I’ve used WordPress for this blog for over 3 years and have recommended it to countless people. It’s interface is quite usable and its 3rd party infrastructure is such that I’ve never really had to extend it more than just tweaking a template here and there. In short, I was quite happy with it.

But in the last month, that charm has faded. A lot. What happened? I had to make it jump through a hoop. In theory it should have been a nice, pliable hula-hoop, but instead it turned out to be an electric hoop, with spikes, and on fire.

WordPress can import posts from a number of different blogging platforms, one of them being another WordPress installation. I needed to take content from an internally developed cms-ish platform, store it in the WordPress format and then import it into a real WordPress installation.
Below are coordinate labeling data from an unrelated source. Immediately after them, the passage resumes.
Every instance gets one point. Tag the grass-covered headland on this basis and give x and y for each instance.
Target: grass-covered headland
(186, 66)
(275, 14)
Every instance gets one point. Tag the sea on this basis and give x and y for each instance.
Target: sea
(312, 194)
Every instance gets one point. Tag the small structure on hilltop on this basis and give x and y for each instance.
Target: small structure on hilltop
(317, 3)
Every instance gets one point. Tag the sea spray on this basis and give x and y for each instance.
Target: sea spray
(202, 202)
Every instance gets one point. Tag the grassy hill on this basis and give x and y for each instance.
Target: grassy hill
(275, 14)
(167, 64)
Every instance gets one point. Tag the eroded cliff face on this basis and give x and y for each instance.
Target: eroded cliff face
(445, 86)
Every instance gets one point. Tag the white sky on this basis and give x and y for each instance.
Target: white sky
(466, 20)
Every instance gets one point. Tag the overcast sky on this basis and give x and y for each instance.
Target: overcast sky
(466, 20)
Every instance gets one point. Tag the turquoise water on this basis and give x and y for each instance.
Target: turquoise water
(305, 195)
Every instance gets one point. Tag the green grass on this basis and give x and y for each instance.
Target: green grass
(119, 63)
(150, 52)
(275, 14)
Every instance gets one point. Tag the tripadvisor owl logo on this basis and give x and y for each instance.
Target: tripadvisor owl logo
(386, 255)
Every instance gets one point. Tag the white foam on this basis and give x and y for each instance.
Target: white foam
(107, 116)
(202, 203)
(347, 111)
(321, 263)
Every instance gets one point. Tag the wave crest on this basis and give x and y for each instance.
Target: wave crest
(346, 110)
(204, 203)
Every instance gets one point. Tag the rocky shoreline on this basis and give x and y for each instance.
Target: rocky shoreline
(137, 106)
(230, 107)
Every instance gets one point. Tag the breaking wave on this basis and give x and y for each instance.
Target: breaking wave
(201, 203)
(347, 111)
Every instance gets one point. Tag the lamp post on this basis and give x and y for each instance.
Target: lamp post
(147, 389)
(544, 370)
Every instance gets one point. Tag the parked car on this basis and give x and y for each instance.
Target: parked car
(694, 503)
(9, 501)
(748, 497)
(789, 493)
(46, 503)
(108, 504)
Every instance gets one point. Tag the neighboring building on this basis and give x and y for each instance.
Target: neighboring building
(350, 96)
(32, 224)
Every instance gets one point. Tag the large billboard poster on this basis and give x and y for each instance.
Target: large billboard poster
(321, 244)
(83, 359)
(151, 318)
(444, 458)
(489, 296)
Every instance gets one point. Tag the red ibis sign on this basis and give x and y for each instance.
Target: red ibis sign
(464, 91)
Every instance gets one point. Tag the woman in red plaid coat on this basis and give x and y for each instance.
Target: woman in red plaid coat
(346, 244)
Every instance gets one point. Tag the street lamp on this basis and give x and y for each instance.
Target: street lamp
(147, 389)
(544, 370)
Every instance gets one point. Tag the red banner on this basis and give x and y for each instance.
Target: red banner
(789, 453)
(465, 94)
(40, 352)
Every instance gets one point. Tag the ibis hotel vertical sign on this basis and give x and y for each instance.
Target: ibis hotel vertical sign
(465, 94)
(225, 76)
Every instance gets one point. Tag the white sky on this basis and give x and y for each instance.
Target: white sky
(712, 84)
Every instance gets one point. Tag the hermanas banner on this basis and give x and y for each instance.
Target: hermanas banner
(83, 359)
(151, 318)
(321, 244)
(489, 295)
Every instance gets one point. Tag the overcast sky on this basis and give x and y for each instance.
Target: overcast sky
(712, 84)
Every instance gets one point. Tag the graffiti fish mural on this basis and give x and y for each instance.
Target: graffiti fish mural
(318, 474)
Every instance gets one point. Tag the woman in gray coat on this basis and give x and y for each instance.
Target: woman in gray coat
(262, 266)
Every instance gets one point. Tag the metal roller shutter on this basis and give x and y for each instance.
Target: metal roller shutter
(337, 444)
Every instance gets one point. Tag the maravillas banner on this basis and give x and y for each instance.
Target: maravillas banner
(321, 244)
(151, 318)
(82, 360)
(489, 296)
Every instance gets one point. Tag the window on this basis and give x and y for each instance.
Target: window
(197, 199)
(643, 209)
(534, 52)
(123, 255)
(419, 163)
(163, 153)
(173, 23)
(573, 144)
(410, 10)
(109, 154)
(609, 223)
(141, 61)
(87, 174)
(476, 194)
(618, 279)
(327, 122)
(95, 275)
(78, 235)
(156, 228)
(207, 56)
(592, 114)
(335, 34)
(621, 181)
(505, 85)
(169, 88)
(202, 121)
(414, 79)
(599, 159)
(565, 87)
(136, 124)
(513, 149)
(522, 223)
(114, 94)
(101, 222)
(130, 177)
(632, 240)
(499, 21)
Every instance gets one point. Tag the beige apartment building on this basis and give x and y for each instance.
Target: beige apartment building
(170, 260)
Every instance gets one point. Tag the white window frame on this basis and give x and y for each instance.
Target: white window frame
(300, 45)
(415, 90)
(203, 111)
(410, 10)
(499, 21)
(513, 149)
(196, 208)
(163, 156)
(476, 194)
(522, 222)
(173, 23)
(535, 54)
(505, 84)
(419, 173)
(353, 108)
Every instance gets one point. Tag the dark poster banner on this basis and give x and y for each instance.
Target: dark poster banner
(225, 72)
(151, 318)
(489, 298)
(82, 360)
This should have been as easy as:

  1. Figure out how to extract information from current system
  2. Lookup the WordPress format in the Codex (the WordPress documentation)
  3. Import

What it ended up being was a lot of red herrings and gnashing of teeth.

And a re-enforcement of some ideas I’ve been carrying around…

  • Document, document, document – Documenting how to use code is a lot less fun than creating the code in the first place. The WordPress eXtended RSS (WXR) appears to be a giant black hole of information. What little there is exists solely in the blogs of people who have had to do a similar exercise as I have just done. I don’t care if it is generated by WordPress and so ‘no one will need to write it by hand’. If it is publicly accessible, document it. Accurately.
  • XML describes your data – The big idea to wrap your head around with dealing with XML is that it describes your data versus HTML which formats you data. What this means is that your XML can be presented as one giant blob or with nicely structured and it will be considered by the application as the same thing. This magic is possible because you parse an XML file, you do not regex each line as an individual line. But that is exactly what WordPress does. This means that you have to have, for instance, each category element on a single line, otherwise it doesn’t get imported. It also means that the actual order of things inside the file matters. PHP has an XML parser in the base language; use it. Heck, once you have XML being treated as XML you can do things like validate against a schema which goes a long way to help Document the format.
  • Consistency Counts – The consistency heuristic is one of the more powerful ones we use to find bugs. It is also one of the more important ones when you are looking at extending your system. There are 14 different systems WordPress can import from, and there seems to be at least 3 or 4 different ways of doing it. I understand that these were user contributed, but a number of communities dictate what patches need to look like before acceptance. The creation, announcement and promotion of consistency hoops is not only a good idea, it is a fundamental one.
  • Provide actionable error messages – Thank you for telling me that there was an error do to a configuration setting, but unless you tell me which error message and where I can find it, you might as well be silently failing. I lost a couple hours tracking down 5 or 6 settings and then figuring out where they were being overwritten so as to not take my changes.
  • Do not munge – Unless I explicitly say ‘mess around with my data’, do not change it. Turning string data to a consistent, known case (upper or lower) is a strategy I teach in my scripting classes to find values without having to worry about case. But when you use the data you found, use the original data. WordPress however takes your remote attachments (such as images) and lowercases them on import, regardless of how it specified in the import file. This in innocuous enough on Windows and Mac, but on enterprise unixes where case matters, you get a tonne of 404s.

Now, in the took-far-too-long run, I was able to succeed by reading the import and export code of WordPress which illustrates the utility of not only having access to the code, but knowing how to read it. But by having to dig into the guts of WordPress, its sheen has taken quite a tarnish.